The NAACP has filed a federal complaint against Gov. Larry Hogan for cancelling the proposed Red Line rail project, which would have connected the east and west sides of Baltimore.
In the complaint, the NAACP and other civil rights groups say the proposed rail system would have connected the predominately African-American communities of east and west Baltimore, giving residents access to jobs and other opportunities.
Hogan canceled the $3 billion plan this summer, claiming the state couldn't afford it. He then rerouted funds already received for the Red Line into highway and transportation projects outside of the city.
According to the complaint filed Tuesday, this act directly impacts African-American residents and violates the Civil Rights Act of 1964, which "prohibits state agencies that engage in discrimination from receiving federal funds," as stated in the complaint.

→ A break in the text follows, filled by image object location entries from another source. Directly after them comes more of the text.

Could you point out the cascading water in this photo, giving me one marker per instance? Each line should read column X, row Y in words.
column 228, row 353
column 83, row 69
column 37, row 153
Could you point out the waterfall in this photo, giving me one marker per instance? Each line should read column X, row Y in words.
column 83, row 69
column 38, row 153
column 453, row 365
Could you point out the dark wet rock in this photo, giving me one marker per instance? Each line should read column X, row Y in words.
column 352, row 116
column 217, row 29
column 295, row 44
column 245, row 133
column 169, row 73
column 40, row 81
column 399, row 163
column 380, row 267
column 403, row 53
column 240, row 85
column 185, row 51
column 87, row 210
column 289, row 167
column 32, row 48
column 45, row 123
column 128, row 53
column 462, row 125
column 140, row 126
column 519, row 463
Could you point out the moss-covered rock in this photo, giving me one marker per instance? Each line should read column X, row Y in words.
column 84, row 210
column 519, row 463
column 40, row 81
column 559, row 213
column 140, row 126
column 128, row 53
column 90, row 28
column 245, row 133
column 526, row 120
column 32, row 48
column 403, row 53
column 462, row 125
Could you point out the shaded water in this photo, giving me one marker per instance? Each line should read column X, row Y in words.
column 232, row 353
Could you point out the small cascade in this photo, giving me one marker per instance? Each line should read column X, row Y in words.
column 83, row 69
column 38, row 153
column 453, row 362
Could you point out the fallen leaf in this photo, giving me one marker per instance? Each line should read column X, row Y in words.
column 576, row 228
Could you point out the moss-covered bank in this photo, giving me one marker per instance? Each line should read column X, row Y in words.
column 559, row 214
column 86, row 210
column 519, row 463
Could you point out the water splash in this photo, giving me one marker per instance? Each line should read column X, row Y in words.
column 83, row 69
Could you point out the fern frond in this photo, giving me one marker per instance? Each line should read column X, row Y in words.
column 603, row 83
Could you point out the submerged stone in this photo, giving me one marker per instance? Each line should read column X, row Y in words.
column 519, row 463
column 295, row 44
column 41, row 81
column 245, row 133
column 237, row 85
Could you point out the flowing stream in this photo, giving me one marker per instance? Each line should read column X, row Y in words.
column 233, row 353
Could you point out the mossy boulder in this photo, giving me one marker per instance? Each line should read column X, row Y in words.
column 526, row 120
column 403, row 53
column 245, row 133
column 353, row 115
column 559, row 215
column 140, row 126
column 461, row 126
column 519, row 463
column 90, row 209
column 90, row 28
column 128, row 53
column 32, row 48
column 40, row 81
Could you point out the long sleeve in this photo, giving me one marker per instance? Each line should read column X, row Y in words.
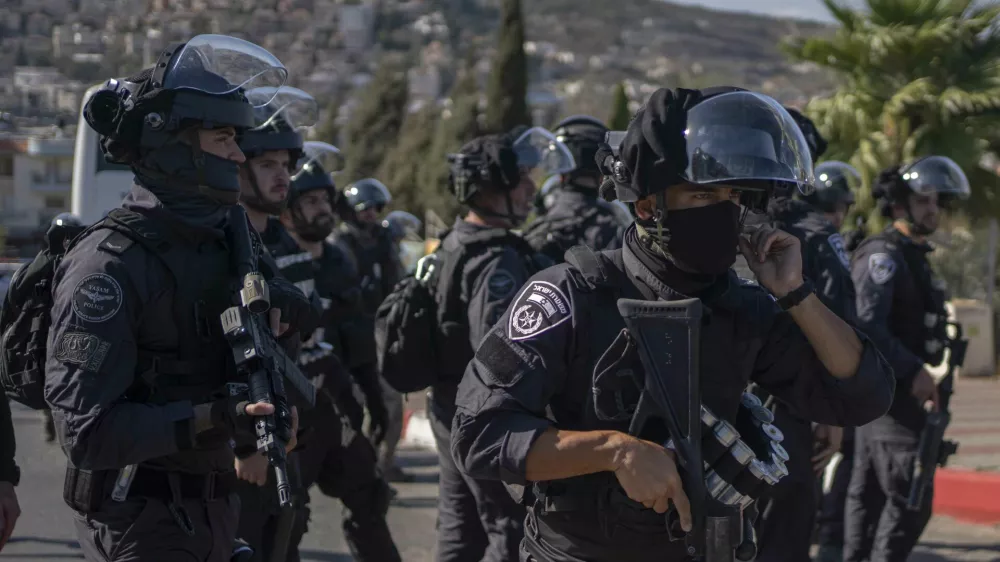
column 98, row 301
column 518, row 368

"Shifting resources from public transit in Baltimore to highways and bridges outside of the city has a discriminatory impact on African-American residents.” said Sherrilyn Ifill, President & Director-Counsel of the NAACP Legal Defense and Educational Fund. “Baltimore residents rely on public transportation to travel to work and school. The Governor has not offered an appropriate alternative to ease public transit woes in Baltimore.”
Two months ago, Gov. Hogan introduced his Red Line replacement plan, known as Baltimore Link. He says this new plan will revamp Baltimore's bus and train system with new routes and new technology, costing $135 million.
The NAACP's complaint urges the Department of Transportation to investigate the state’s decision to cancel the Red Line as a violation of federal law.